Location: Hard Winter Wheat Genetics ResearchTitle: Increasing temperature reduces wheat resistance mediated by major resistance genes to the gall midge Mayetiola destructor (Diptera: Cecidomyiidae) Author
|Tang, Guowen - Yunnan Agricultural University|
|Liu, Xuming - Kansas State University|
|Chen, Guo-hua - Yunnan Agricultural University|
|Whitworth, R. Jeff - Kansas State University|
Submitted to: Journal of Economic Entomology
Publication Type: Peer Reviewed Journal
Publication Acceptance Date: 1/29/2018
Publication Date: 3/16/2018
Citation: Tang, G., Liu, X., Chen, G., Whitworth, R., Chen, M. 2018. Increasing temperature reduces wheat resistance mediated by major resistance genes to the gall midge Mayetiola destructor (Diptera: Cecidomyiidae). Journal of Economic Entomology. 111(3):1433-1438. https://doi.org/10.1093/jee/toy048.
DOI: https://doi.org/10.1093/jee/toy048 Interpretive Summary: The Hessian fly is one of the most destructive pests of wheat. Host plant resistance is one of the major control measure for this insect pest.
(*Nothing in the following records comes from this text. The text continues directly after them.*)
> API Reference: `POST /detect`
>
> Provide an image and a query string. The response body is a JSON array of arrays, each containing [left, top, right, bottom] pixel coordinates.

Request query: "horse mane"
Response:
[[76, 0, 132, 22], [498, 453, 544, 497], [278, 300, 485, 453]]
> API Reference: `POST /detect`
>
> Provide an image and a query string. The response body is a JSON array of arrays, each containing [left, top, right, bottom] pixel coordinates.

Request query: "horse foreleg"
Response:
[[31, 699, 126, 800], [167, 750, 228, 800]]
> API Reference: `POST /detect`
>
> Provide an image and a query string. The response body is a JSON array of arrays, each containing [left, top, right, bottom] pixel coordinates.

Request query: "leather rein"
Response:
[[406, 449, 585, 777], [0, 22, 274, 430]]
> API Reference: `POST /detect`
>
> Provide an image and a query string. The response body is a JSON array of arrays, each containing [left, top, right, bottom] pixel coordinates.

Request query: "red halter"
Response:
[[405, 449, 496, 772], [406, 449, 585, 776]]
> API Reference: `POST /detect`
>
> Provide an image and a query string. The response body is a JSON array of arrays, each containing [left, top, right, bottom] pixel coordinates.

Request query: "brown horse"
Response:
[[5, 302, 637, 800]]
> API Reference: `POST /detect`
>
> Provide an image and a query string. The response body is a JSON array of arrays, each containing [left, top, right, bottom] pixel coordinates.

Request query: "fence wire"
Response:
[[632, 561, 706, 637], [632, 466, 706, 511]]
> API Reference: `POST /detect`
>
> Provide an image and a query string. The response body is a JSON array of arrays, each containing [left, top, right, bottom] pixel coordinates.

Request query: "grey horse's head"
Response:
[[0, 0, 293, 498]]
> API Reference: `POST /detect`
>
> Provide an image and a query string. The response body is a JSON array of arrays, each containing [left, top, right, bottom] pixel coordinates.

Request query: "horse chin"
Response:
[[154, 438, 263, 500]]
However, the effectiveness of plant resistance mediated by major resistance genes is sensitive to temperature, namely, resistance in wheat is lost above a certain temperature. This study examined the temperature sensitivity of wheat cultivars containing 20 different resistance genes. Cultivars with different resistance genes exhibited different sensitivity, with cultivars carrying H15, H26, and H32 exhibiting the most temperature resistance, whereas cultivars containing H17, H18, and H19 the most temperature sensitive. We also found that genetic background in addition the major resistance genes did affect temperature sensitivity of a cultivar as well. Our results should provide very useful information for breeders to choose which resistance genes to be incorporated into their breeding lines based on historic temperatures in their regions.
Technical Abstract: Mayetiola destructor (Say) (Diptera: Cecidomyiidae) is a destructive pest of wheat and is mainly controlled by deploying resistant cultivars. Unfortunately, wheat resistance to Hessian fly is often lost when temperatures rise to a certain level. This study analyzed temperature sensitivity of 20 wheat cultivars that contain different resistance (R)genes. The lowest temperatures at which the percentage of resistant plants fell below 50% in an assay were 18°C for ‘D6647 H17’ (921680D1–7) (containing the R gene H17), 20°C for ‘Redland’ (H18), 22°C for ‘84702B14-1-3-4-3’ (H19), 24°C for ‘Carol’ (H3) and ‘Sincape90’ (H29), 26°C for ‘Erin’ (H5), ‘Jori 13’ (H20), and ‘PI59190’ (H28), 28°C for ‘Joy’ (H10), ‘KS99WGRC42’ (Hdic), ‘Karen’ (H11), ‘Caldwell’ (H6), and ‘Seneca’ (H7H8), 30°C for ‘KS85WGRC01’ (H22) and ‘KS92WGRC20’ (H25), 32°C for ‘Molly’ (H13), and 34°C for ‘Iris’ (H9). The three cultivars ‘H32 Synthetic’ (H32),‘81602C5-3-3-8-1’ (H15), and ‘KS93WGRC26’ (H26) exhibited the most resistance to temperature increases. The percentages of resistant plants remained above 50% at 36°C for these three cultivars, the highest temperature that can be tested without significantly damaging wheat plant growth. The temperature sensitivity of R gene-mediated fly resistance is also strongly affected by genetic background of wheat cultivars that contain a specific R gene. Our data should provide useful information for breeding wheat resistance to control Hessian fly damage in different regions based on historic temperature data.